Stocks are sliding a little this morning, as the latest U.S. economic data came in on the disappointing side. The Institute for Supply Management’s non-manufacturing index slipped to 58.6 in December from 60.1 in November. The news has the S&P/TSX composite index slumping nine points to 8,373.

Economists had forecast the measurement of activity in the U.S. service sector to come in at 61. The disappointing number has some pundits feeling that the U.S. recovery is set to slow.

In other economic news, new orders for U.S. factory goods sank in November, staging the largest drop in over half a year, the Commerce Departmen said.

Factory orders dropped 1.4% in November after rising 2.4% the previous month. The decline was close to Wall Street expectations of a drop of 1.5%

Toronto volume is very strong at 198.1 million shares, with the buying edging the selling by a margin of about four to three. However, market breadth is slightly negative, with losers outnumbering winners 57:55.

The companies that have benefited from the recovery story, such as golds and other miners, are being hard hit today. Consumer staples stocks and real estate are lower, too. However, there is continued strength in techs, health care and consumer discretionary stocks.

Nortel is leading the tech space higher with a 3% gain in strong trading of 19.6 million shares. Some nice words from analysts appear to be behind the boost.

Rogers Communications is also a big winner today, up more than 4% after announcing its outlook for the year yesterday.

BCE is flat with 1 million shares traded on news that the Ontario Superior Court of Justice has tossed out $1 billion shareholder suits filed against both Bell Canada International and BCE Inc.

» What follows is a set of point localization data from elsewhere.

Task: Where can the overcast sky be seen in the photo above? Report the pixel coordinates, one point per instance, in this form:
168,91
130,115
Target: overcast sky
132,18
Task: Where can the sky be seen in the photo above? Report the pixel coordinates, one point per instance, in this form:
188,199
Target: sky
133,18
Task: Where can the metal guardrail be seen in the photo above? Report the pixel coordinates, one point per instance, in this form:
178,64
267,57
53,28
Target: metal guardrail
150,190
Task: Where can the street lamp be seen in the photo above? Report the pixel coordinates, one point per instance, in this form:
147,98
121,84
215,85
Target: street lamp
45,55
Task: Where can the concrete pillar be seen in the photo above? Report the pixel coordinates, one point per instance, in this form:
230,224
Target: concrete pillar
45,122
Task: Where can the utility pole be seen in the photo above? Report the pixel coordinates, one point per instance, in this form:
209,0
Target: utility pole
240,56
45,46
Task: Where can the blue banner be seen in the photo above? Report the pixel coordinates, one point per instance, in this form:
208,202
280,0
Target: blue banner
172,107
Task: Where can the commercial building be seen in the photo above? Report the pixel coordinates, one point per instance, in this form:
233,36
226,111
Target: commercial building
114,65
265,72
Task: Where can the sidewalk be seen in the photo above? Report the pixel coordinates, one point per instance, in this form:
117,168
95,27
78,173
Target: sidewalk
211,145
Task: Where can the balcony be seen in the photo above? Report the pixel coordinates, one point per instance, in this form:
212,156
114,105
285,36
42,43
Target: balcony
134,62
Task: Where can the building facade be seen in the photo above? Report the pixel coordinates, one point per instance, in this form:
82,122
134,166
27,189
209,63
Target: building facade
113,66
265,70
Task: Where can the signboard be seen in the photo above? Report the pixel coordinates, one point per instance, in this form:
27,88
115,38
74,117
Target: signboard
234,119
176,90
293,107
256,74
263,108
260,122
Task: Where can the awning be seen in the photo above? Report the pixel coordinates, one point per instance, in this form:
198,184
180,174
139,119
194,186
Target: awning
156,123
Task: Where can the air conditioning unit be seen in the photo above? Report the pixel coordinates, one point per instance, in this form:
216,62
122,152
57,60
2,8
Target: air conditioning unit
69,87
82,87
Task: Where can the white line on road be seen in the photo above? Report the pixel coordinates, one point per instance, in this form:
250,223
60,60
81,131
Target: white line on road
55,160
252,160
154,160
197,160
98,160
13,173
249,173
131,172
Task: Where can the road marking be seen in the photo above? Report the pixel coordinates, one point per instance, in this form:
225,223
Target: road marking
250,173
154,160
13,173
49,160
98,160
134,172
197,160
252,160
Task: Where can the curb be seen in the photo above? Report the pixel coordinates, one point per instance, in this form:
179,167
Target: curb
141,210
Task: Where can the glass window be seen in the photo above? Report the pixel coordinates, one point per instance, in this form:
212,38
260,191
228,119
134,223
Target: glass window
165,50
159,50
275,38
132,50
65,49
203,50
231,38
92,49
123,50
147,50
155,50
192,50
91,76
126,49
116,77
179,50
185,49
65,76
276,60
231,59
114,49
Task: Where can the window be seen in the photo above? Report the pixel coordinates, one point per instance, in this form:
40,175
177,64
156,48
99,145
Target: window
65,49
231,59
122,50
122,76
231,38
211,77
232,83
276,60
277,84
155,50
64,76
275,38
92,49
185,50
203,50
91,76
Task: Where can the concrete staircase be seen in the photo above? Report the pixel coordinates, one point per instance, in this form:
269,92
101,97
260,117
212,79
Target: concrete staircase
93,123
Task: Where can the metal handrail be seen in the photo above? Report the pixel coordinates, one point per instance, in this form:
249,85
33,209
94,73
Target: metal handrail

Financial stocks remain big traders with investors mulling over merger scenarios, as well as pricing in the weaker economic picture. CIBC is down about 0.5%, followed by Scotiabank and Royal Bank. Manulife is up 0.5% however.

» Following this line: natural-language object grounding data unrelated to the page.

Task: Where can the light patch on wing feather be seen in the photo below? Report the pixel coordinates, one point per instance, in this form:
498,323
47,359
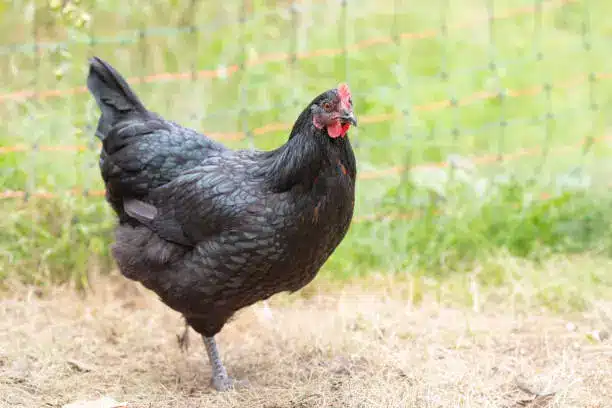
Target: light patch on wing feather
140,210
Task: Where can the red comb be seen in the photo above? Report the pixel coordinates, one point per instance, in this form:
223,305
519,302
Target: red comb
345,95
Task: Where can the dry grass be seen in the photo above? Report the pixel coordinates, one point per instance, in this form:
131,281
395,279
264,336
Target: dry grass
349,348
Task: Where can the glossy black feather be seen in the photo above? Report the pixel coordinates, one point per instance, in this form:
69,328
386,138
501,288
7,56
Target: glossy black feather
212,230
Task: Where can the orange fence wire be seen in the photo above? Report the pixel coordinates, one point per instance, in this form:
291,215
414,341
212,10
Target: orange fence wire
477,160
284,56
375,118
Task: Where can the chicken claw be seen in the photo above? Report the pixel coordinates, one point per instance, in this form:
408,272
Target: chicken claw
220,380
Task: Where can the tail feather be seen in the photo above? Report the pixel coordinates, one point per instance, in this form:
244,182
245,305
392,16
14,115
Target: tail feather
114,96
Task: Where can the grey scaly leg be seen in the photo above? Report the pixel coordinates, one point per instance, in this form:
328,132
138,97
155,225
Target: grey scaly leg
220,380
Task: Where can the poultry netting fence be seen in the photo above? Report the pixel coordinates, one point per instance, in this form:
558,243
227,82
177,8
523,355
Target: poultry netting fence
456,101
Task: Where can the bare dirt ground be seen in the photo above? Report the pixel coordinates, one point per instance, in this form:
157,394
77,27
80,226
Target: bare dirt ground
348,348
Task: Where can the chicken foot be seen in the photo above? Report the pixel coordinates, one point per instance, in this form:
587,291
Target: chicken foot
220,380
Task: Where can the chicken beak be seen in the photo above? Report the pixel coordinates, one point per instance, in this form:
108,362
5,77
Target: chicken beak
349,117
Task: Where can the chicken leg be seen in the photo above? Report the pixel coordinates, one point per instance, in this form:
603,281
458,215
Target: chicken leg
220,380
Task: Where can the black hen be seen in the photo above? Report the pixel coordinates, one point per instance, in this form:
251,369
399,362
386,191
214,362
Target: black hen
212,230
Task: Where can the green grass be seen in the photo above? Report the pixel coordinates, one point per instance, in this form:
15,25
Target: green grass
551,68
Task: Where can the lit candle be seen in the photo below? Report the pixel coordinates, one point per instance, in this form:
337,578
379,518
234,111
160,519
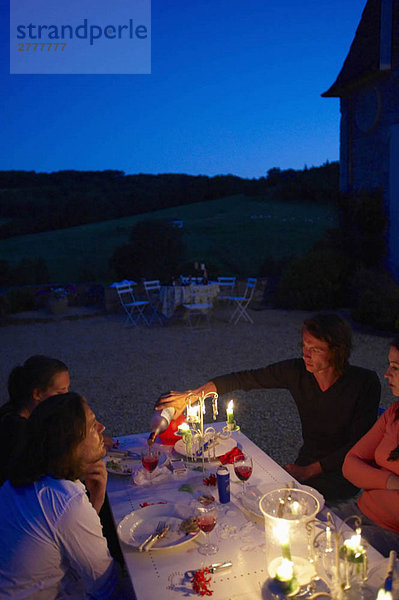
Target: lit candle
328,539
383,595
295,508
285,578
281,531
193,415
285,570
230,415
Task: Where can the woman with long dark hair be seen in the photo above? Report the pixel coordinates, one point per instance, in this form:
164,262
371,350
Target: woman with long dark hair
28,385
52,542
373,464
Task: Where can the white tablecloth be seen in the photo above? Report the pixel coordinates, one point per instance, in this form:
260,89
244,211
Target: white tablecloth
240,535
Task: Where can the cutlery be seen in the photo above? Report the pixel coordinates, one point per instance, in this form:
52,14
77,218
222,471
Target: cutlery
208,445
214,568
160,527
156,537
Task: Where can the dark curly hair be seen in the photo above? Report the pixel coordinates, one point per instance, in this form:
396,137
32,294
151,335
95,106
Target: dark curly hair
53,431
336,332
38,371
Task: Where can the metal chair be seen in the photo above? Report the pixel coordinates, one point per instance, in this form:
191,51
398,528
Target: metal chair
226,286
199,307
242,302
133,308
153,291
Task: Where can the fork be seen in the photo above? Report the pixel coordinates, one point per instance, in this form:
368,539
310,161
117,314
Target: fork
155,535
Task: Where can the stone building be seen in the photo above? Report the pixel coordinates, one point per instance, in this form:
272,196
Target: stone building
368,88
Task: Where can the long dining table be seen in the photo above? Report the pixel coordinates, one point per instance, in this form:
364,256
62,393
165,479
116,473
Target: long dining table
239,532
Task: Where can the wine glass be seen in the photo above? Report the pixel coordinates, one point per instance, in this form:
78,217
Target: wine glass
149,460
243,469
206,516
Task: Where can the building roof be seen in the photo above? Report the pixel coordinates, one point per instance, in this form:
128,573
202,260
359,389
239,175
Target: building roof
363,60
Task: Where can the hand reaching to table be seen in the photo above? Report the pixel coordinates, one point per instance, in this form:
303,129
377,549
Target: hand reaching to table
179,399
96,482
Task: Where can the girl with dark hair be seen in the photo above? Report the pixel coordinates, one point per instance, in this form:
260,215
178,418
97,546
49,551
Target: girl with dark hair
52,541
28,385
373,464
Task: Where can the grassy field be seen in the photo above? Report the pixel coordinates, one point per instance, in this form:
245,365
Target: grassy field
238,233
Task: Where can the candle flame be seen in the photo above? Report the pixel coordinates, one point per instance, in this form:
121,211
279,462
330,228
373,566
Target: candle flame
285,570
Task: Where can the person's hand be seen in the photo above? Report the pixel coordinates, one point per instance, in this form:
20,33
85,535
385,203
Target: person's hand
304,473
179,399
96,482
173,398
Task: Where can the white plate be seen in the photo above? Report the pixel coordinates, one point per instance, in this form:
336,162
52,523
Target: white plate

Mining shares are also seeing heavy action. Inco is down 1.1%, and there is weakness in Alcan. There is also heavy selling in CP Ships, CN Rail, Paramount, Fording, and Stelco.

Barrick is leading the gold group down, with a 1.6% slide. There is also weakness in Kinross, Apollo Gold, Crystallex, and Bema Gold.

There are winners in the resources though, with gains coming in Noranda, EnCana, Petro Canada, Jaguar Nickel, TVI Pacific, Gerdau AmeriSteel, Northern Orion Resources and Navigo Energy Trust.

In the health care group, there is profit taking in former winner, ConjuChem, but TLC has jumped 5.8%, and Labopharm is up 4.3%.

In New York, the impact of the weak ISM report has cracked some investors’ confidence, pushing the Dow Jones industrial average down 38 points at midday to 10,506. However, techs are holding up better, with the Nasdaq composite index adding two ticks to 2,049.

The S&P/TSX Venture index has dropped 10 points to sit at 1,771. Volume is decent at 42.8 million shares. IBI Corp. is leading the way, up a penny to 7¢ per share on more than four million shares traded.